En tout cas, la mémoire de cette poignée d'hommes et de femmes de l'ombre est aujourd'hui honorée dans le couloir des célébrités de la très secrète NSA. Safford sera de ceux qui ont inventé le fameux ECM Mark II « SIGABA », la seule machine à crypter dont les codes n'auront été cassés par aucun pays pendant toute la durée de la 2ème Guerre Mondiale.
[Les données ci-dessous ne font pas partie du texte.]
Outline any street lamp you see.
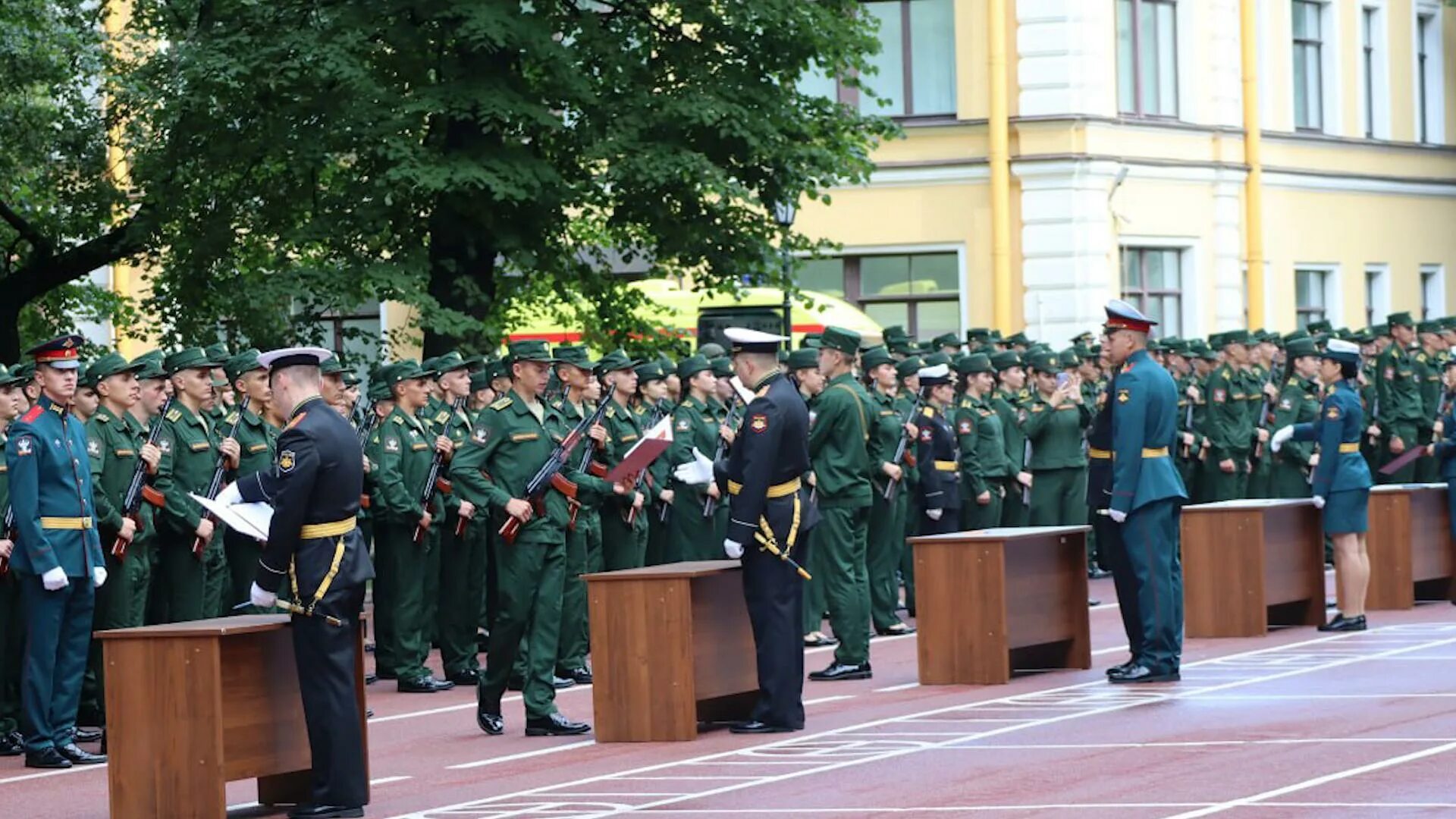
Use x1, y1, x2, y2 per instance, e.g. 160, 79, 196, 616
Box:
774, 199, 798, 350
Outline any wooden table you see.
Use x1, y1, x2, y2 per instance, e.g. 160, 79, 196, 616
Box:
912, 526, 1092, 685
1182, 498, 1325, 637
584, 560, 763, 742
1366, 484, 1456, 609
96, 615, 369, 819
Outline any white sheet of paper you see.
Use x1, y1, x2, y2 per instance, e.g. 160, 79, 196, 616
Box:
188, 493, 272, 541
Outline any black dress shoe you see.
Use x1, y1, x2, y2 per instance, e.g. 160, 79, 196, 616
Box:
728, 720, 798, 733
25, 748, 71, 768
399, 676, 454, 694
448, 669, 481, 686
556, 667, 592, 685
55, 742, 106, 765
1320, 613, 1366, 631
288, 805, 364, 819
1106, 663, 1182, 683
810, 663, 874, 682
526, 713, 592, 736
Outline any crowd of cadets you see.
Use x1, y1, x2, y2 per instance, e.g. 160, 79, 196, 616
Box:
0, 303, 1456, 743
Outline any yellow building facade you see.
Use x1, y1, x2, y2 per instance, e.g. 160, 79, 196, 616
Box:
796, 0, 1456, 344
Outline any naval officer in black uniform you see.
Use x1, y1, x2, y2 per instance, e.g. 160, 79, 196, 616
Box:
677, 328, 815, 733
218, 348, 374, 817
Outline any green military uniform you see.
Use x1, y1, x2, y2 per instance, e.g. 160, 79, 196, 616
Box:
370, 362, 444, 689
1374, 313, 1436, 484
450, 343, 616, 723
152, 347, 227, 623
810, 326, 872, 679
861, 347, 915, 634
1024, 356, 1092, 526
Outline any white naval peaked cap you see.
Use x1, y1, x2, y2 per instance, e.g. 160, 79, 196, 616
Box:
258, 347, 334, 370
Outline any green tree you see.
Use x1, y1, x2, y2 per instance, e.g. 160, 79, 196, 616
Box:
0, 0, 894, 356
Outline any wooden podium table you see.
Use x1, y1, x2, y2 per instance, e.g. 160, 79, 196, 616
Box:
912, 526, 1092, 685
584, 560, 757, 742
1182, 498, 1325, 637
96, 615, 369, 819
1366, 484, 1456, 609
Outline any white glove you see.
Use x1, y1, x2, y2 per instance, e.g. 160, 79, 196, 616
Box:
247, 583, 278, 609
41, 566, 71, 592
1269, 427, 1294, 452
673, 446, 714, 487
217, 481, 243, 506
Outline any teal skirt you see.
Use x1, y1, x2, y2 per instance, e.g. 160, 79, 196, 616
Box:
1325, 488, 1370, 535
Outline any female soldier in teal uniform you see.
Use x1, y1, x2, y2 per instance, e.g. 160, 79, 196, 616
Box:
1271, 338, 1370, 631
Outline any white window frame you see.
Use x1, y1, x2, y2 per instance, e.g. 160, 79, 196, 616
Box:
1356, 0, 1391, 140
1290, 262, 1345, 326
1366, 262, 1391, 326
1421, 264, 1446, 321
1410, 0, 1446, 144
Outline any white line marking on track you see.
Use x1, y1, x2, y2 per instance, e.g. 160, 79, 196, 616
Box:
446, 739, 597, 771
1168, 742, 1456, 819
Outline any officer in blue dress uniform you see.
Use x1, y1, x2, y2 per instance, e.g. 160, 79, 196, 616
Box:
218, 347, 374, 817
701, 328, 821, 733
1269, 338, 1370, 631
916, 364, 961, 535
1105, 300, 1188, 683
6, 335, 106, 768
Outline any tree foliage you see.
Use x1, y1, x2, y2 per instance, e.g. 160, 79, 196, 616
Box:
0, 0, 894, 357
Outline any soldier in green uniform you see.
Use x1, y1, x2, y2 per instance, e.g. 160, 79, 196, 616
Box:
80, 353, 162, 726
370, 362, 454, 694
986, 350, 1031, 526
598, 350, 646, 571
0, 364, 25, 756
859, 347, 914, 637
466, 341, 630, 736
810, 326, 868, 680
1024, 353, 1092, 526
6, 335, 106, 768
221, 350, 278, 613
663, 356, 722, 563
949, 353, 1010, 529
1268, 338, 1322, 498
1374, 312, 1436, 484
152, 347, 240, 623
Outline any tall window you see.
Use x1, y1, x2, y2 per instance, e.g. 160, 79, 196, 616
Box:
1415, 14, 1436, 143
1294, 270, 1329, 329
798, 253, 961, 338
1293, 0, 1325, 131
1117, 0, 1178, 117
1122, 248, 1182, 335
840, 0, 956, 117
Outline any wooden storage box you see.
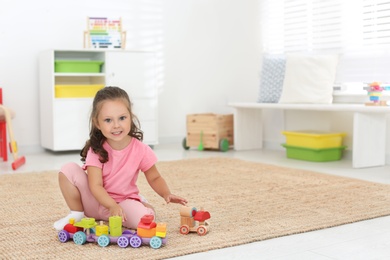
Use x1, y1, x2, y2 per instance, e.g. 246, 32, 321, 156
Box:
183, 113, 234, 151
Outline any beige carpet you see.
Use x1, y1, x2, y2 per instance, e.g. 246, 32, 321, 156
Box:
0, 158, 390, 259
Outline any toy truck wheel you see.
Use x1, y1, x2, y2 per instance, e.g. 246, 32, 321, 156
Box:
98, 235, 110, 247
116, 236, 129, 248
219, 139, 229, 152
149, 236, 162, 249
181, 137, 190, 150
129, 235, 142, 248
196, 226, 207, 236
180, 225, 190, 235
58, 230, 70, 243
73, 231, 87, 245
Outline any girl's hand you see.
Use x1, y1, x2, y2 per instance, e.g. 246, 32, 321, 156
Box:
165, 194, 188, 205
109, 204, 127, 222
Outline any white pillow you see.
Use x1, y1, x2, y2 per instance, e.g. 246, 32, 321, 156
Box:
279, 54, 339, 104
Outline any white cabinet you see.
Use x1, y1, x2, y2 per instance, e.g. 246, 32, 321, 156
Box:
39, 50, 158, 151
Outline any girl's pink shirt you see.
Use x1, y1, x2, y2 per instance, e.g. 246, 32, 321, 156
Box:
83, 138, 157, 202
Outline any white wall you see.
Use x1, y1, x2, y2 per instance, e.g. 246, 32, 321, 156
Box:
0, 0, 260, 151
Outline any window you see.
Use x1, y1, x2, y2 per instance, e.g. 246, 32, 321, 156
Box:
260, 0, 390, 85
La machine à crypter ECM Mark II "SIGABA

Hélas, l'histoire de Pearl Harbor reste d'une grande actualité. Pour mieux s'en convaincre, le mieux est de consulter les rapports publiés par le Congrès des États-Unis. En effet, quand on compare les rapports officiels diffusés après l'attaque de Pearl Harbor: Rapport de la Commission d'enquête sur Pearl Harbor le 7 décembre 1941 (la Commission Roberts) du 23 janvier 1942 et le Rapport Dorn, du nom du Sous-secrétaire d'État à la défense Edwin Dorn, du 15 décembre 1995, avec le rapport de 585 pages de la commission d'enquête parlementaire créée après le 11 septembre 2001 « The 9/11 Commission Report » (dans sa version publique), on ne peut qu'être frappé par des similitudes et par des manquements parfaitement identiques.

Joël-François Dumont

(*) Auditeur à l'Institut des Hautes Études de Défense Nationale (IHEDN) et rédacteur en chef adjoint de la revue Défense.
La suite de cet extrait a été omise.